23 June 2020
On 18 June 2020, the French Constitutional Council rendered its highly awaited decision on the French draft law to fight hate speech on the internet (Avia Law).
The Council censored the wide majority of the text in its decision, finding that the draft law creates an unnecessary and disproportionate harm to the constitutional principle of freedom of speech and communication.
More specifically, the Council ruled that the first article of the Act – which empowered French administrative authorities to request any online service to remove terrorist or child pornography content within one hour – was unconstitutional. According to the Council, this one-hour time limit did not allow sufficient time to assess whether the publication is genuinely unlawful or not, and would have led to a systematic take down of the content, hence violating freedom of speech.

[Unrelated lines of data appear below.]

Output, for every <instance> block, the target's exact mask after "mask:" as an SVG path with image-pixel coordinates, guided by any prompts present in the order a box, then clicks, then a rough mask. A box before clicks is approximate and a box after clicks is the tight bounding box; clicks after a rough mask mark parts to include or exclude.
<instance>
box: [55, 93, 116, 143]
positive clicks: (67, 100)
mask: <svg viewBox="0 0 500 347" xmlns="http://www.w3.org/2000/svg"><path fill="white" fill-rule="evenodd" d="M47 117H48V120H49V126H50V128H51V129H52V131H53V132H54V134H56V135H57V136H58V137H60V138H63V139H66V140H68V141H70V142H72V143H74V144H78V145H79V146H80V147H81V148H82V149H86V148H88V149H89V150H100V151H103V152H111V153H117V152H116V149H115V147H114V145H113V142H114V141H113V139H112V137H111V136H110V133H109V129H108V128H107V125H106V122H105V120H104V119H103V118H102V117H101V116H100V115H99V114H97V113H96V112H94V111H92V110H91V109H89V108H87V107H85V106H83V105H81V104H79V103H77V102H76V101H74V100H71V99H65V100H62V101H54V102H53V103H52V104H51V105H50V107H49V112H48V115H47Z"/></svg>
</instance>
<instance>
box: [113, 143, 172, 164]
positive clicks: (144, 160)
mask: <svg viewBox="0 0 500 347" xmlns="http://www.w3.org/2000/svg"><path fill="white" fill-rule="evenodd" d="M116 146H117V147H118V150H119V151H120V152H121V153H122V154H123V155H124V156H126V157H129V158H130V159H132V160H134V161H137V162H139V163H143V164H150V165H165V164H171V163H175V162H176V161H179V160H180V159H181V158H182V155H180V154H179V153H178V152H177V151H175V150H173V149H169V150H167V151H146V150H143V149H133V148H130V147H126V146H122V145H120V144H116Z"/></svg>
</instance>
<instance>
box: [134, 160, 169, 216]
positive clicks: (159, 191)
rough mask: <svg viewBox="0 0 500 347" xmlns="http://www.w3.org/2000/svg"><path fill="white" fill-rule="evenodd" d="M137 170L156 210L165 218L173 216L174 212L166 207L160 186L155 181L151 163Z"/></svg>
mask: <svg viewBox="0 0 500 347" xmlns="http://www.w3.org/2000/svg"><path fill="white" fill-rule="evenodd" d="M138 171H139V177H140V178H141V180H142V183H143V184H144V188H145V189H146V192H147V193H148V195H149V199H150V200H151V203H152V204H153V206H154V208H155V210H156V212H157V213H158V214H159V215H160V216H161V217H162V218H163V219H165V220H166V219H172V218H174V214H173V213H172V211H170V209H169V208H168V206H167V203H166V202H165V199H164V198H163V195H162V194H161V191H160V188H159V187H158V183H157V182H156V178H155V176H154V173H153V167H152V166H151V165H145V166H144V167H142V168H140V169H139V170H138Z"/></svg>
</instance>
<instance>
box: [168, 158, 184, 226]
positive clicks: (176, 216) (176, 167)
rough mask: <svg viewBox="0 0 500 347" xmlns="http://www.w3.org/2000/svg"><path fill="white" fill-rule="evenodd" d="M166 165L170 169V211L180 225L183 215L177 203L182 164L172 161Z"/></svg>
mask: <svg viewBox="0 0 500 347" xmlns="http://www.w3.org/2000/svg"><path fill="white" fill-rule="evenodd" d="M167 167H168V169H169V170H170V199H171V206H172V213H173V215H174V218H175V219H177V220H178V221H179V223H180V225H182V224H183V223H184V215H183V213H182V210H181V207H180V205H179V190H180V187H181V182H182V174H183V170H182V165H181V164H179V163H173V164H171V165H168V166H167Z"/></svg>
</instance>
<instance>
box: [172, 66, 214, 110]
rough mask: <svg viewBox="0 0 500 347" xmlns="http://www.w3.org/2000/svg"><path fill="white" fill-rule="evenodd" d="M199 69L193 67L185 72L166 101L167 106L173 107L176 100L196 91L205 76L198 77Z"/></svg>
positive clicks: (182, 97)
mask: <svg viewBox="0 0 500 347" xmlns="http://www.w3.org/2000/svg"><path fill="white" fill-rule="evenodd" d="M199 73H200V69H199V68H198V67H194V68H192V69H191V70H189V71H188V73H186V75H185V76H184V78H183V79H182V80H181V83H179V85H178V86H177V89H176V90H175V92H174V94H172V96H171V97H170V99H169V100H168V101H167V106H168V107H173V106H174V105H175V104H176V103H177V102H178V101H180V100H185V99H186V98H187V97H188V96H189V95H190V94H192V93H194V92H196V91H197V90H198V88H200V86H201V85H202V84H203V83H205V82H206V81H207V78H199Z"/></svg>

The Constitutional Council also censored the second article of the Act, requiring online platforms and search engines to take down “hate content” within 24 hours of a notification by any individual. According to the Council, the application of such a rule and associated sanctions suggests that operators would need to examine all reported content, regardless of how many take down requests were submitted.
In doing so, the Council also considered that an operator must not limit itself to assessing the lawfulness on the basis of the grounds of the notification, but in relation to all grounds that could lead to its unlawfulness. According to the Council, the 24 hour timeframe outlined in the Act is not sufficient to allow operators to do this thorough examination, and would induce operators to take down all notified content, regardless of whether or not it is actually illicit content. This would then also constitute a violation of freedom of speech and communication.
The knock-on effect of the Council cancelling the Act's two main provisions is that most of the other related provisions intended to support the implementation of these two obligations have been negated as well. This includes the new cooperation and transparency obligations applicable to online platforms and search engines also introduced by the Act.
The remaining provisions of the Act following the Constitutional Council's decision are very limited. Of these, the most notable are the creation of a national French observatory on online hate, and the introduction of topic covering the fight against online hate speech in educational IT courses.
The French Minister of Justice declared in a press release following the decision that the government will consider the opportunity to rework the text, taking into consideration the Constitutional Council's decision.